感極まってか、ヘンドリックは声を詰まらせた。そして、ぐっとこぶしを握ると、いままでたまりにたまった鬱憤や不満を示すように肩をそびえさせた。


「ずっとずっと、私の憧れだった。――誰の下へもつかず、己の信念に基づいて行動をし、それに反するときは王にでも意見する。あの頃、私と同年代の見習いはみんなあなたを見ていました。これがほんとうの騎士だって。誰に教わっていなくても、皆がそれを知っていた。だから、――だからこそ私は……あなたの弟子になりたかったんだ!」

「わしだとて、お前くらいの頃にはもう少し柔らかく女と遊ぶくらいはしておったわ。ひきこもりの朴念仁と一緒にしてくれるな!」

「ジュール!」

「そんな悲痛な声を出しても、もうお前はわしのかばいようのない所におるだろう。小僧。わしの後ろをついても、どうあっても逃れようのない責任がお前には生まれている」

「分かってます……」


唇をわななかせてヘンドリックが顔を伏せた。しかし、すぐに思いなおしたように顔をあげ、ジュールに強い視線を投げかけた。


「王への忠誠を曲げたことはありません。しかし、王都は、いえ、王宮は私には生き辛かった。――私の憧れの騎士はあなただけだった。どんな権力にもこびへつらわず、王へも敢然と意見をし、ひとり立つあなたの姿が、私にどれだけ夢を見せたでしょうか。ひきこもりとののしられても良い。朴念仁と言われても、私にとってあなただけが、たった一人、夢にまで見た憧れの騎士です」

「……」


ヘンドリックの熱烈な告白を受けて、ジュールは深いため息をついた。


「馬鹿が……お前がそんなだから、こんな所に飛ばされるんだ。――お前ほどの男であれば、王の御元ですべての騎士を束ねていてもおかしくないはずなのにな」

「でも、それでは私は幸せにはなれませんでした……それに、こう言っては不敬にあたるかもしれませんが、私の能力を本当に見抜く人にしか私を使わせることはありません。それくらいには自負してますよ」

「……」

「子供たちは、私の子であるなら自ら頭角をあらわすでしょう。それができないなら、与えられたもので満足するしかありません。血を分けたわが子ですが、それだけで任されぬのが国、という大きな責任であるのですから」

「――ふん、大概ふてぶてしくなったな」


言いたいことを言い終えて、すがすがしい顔をしたヘンドリックはジュールと目を見交わした。

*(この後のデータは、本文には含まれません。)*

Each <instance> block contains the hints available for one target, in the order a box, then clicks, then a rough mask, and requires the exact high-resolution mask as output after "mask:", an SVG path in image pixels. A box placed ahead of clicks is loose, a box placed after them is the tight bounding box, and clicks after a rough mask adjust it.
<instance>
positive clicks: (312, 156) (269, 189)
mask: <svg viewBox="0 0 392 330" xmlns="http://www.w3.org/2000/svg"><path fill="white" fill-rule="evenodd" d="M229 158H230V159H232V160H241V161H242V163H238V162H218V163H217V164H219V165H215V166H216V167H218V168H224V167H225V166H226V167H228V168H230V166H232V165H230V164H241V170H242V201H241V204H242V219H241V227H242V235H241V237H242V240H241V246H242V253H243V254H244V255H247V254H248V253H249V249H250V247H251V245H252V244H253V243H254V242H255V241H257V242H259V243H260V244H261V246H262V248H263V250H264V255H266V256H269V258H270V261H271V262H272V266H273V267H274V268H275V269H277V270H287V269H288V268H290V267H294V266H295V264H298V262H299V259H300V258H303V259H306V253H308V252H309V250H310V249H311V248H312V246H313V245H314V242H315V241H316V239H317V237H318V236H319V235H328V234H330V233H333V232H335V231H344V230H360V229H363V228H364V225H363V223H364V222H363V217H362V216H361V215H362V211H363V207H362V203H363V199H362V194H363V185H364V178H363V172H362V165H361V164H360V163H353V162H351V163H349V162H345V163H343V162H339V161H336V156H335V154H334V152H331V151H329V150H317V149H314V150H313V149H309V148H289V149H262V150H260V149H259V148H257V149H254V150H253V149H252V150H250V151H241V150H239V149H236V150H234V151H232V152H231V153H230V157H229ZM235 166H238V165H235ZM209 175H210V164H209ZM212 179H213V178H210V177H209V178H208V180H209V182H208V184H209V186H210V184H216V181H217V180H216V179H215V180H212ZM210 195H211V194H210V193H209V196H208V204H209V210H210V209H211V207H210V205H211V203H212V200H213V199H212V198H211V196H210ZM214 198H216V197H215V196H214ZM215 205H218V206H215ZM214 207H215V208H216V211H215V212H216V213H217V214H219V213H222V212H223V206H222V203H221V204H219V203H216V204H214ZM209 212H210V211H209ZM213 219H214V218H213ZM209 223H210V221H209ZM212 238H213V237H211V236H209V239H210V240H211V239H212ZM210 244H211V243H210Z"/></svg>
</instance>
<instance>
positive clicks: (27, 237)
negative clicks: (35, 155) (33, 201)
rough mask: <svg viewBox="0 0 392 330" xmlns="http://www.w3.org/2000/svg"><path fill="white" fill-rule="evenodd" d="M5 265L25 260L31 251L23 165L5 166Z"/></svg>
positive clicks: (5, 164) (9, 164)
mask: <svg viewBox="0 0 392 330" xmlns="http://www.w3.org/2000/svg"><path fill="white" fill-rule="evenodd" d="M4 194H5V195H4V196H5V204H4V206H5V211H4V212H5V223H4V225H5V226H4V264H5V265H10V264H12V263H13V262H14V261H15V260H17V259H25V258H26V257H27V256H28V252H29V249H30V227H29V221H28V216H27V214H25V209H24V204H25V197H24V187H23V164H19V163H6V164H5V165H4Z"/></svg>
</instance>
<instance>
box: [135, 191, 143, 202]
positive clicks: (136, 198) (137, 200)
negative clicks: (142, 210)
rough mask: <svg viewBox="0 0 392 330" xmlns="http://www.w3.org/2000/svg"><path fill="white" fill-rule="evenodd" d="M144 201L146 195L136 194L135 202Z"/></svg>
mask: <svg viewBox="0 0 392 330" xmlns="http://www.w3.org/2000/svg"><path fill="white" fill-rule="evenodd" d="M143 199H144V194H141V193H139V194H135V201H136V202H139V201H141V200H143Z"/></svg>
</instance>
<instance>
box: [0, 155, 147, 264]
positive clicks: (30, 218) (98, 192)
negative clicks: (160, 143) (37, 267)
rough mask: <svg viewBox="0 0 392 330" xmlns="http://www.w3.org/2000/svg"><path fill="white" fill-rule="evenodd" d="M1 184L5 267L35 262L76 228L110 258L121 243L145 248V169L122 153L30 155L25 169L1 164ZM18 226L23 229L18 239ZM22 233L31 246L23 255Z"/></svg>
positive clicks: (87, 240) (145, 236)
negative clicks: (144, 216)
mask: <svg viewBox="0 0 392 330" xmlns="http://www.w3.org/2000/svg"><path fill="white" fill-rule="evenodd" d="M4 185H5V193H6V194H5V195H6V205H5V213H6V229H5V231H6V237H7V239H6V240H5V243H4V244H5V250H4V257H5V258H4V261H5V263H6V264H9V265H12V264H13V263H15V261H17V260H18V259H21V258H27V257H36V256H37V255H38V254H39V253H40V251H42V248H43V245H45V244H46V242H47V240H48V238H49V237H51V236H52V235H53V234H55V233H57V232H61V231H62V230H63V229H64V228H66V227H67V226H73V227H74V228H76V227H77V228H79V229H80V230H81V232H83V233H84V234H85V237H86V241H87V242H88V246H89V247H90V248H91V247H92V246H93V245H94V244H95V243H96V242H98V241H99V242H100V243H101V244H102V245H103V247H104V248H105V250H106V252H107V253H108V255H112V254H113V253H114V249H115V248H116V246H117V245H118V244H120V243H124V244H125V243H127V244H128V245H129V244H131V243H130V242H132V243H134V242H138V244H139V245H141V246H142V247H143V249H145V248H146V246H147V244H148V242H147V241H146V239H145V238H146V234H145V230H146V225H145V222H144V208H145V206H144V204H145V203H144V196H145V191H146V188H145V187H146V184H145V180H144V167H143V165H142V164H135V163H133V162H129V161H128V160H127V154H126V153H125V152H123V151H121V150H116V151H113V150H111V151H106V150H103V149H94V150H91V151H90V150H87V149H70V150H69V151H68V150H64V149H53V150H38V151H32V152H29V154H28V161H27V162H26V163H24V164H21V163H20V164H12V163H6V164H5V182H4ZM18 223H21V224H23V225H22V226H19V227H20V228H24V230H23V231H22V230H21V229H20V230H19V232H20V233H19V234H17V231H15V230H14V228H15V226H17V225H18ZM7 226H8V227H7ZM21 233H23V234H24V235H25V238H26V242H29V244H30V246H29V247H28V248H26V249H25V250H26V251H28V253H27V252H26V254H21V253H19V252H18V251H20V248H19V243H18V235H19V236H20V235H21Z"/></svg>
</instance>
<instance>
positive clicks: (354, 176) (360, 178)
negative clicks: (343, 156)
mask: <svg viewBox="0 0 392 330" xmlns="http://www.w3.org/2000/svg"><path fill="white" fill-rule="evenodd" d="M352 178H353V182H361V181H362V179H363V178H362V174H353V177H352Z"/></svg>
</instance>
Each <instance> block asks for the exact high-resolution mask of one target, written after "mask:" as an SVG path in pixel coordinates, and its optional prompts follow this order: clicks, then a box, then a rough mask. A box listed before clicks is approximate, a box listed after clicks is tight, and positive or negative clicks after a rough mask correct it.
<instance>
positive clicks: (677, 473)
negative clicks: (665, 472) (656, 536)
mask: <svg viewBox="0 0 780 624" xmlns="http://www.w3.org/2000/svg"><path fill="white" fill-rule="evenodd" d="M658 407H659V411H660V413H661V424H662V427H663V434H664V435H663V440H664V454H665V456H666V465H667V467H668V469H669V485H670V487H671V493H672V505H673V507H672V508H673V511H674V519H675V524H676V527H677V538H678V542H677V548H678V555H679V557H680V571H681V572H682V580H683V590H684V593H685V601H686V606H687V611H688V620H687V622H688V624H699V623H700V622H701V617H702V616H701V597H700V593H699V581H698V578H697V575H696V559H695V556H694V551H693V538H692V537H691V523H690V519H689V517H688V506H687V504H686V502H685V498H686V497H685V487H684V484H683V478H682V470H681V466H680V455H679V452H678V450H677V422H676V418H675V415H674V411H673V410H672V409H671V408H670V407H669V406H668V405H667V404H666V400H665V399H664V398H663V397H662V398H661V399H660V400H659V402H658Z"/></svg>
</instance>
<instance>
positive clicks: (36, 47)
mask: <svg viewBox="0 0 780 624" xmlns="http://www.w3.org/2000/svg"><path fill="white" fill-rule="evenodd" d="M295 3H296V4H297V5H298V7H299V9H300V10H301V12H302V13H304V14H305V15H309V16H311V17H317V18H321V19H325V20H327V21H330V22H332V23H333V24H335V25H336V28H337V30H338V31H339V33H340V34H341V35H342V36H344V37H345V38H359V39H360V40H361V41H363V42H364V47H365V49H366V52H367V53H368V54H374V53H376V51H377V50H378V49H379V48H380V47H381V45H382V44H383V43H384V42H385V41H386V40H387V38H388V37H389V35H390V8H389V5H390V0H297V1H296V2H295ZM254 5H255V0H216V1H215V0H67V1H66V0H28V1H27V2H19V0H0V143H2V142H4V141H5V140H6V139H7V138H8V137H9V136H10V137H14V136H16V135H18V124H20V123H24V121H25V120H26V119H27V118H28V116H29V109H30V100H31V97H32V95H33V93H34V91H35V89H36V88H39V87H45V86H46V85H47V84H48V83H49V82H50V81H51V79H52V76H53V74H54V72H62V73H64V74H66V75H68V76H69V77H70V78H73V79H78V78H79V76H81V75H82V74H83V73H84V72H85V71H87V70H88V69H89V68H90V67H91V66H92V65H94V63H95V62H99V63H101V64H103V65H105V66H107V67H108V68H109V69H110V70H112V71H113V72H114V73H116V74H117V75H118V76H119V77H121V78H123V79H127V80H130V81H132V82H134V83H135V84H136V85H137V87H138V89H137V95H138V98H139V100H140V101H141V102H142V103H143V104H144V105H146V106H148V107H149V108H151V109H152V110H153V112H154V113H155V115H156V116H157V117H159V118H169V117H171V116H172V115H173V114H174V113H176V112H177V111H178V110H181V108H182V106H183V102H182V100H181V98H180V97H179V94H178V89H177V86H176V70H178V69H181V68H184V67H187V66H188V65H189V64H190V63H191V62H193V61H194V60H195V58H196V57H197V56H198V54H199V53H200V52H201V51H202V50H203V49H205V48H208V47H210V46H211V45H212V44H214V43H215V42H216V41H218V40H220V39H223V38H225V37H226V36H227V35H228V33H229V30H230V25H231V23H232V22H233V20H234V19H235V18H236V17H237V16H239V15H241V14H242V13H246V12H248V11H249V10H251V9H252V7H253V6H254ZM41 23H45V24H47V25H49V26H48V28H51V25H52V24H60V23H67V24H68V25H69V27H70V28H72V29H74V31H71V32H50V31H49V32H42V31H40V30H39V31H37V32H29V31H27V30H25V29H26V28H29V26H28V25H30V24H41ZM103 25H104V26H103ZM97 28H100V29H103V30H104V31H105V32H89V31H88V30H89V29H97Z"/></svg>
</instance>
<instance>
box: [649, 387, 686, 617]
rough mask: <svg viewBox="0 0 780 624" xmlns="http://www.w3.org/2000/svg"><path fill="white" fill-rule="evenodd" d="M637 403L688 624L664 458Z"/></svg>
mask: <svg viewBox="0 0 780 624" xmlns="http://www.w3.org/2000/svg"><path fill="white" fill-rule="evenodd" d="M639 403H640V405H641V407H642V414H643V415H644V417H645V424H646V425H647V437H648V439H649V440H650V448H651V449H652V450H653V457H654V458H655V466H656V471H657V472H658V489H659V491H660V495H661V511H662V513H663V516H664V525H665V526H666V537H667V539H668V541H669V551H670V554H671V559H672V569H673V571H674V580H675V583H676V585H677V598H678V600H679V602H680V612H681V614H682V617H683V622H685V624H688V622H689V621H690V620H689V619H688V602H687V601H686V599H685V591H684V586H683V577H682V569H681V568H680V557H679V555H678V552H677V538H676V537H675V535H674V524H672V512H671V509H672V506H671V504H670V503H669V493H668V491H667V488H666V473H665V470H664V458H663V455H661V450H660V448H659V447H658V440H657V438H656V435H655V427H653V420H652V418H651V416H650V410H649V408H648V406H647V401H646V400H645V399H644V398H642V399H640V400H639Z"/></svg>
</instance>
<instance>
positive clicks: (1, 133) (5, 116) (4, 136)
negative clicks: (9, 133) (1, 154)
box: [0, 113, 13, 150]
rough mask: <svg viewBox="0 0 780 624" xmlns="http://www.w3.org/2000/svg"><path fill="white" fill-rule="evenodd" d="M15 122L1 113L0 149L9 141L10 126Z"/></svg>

「あなたのあとを追いかけ続けるくらいに偏屈ではありますからね」

「黙れ小童!」


おかしくてたまらぬ、と言ったようすのジュールがこぶしを握ってヘンドリックの肩口に当てた。それを大げさに痛がりながら、ヘンドリックも笑っている。

先ほどまでの突き詰めた空気は消えはて、穏やかな雰囲気が部屋を満たした。このいさかいは、およそ他人には理解できないふたりだけの乱暴かつ分かりにくい親愛の表現であるらしかった。


すっかり態度を軟化させたヘンドリックが酒瓶を持ち上げると、当然のようにジュールは杯を差し出した。お互いの器を満たすのを確かめたあと、無言で打ち合わせた。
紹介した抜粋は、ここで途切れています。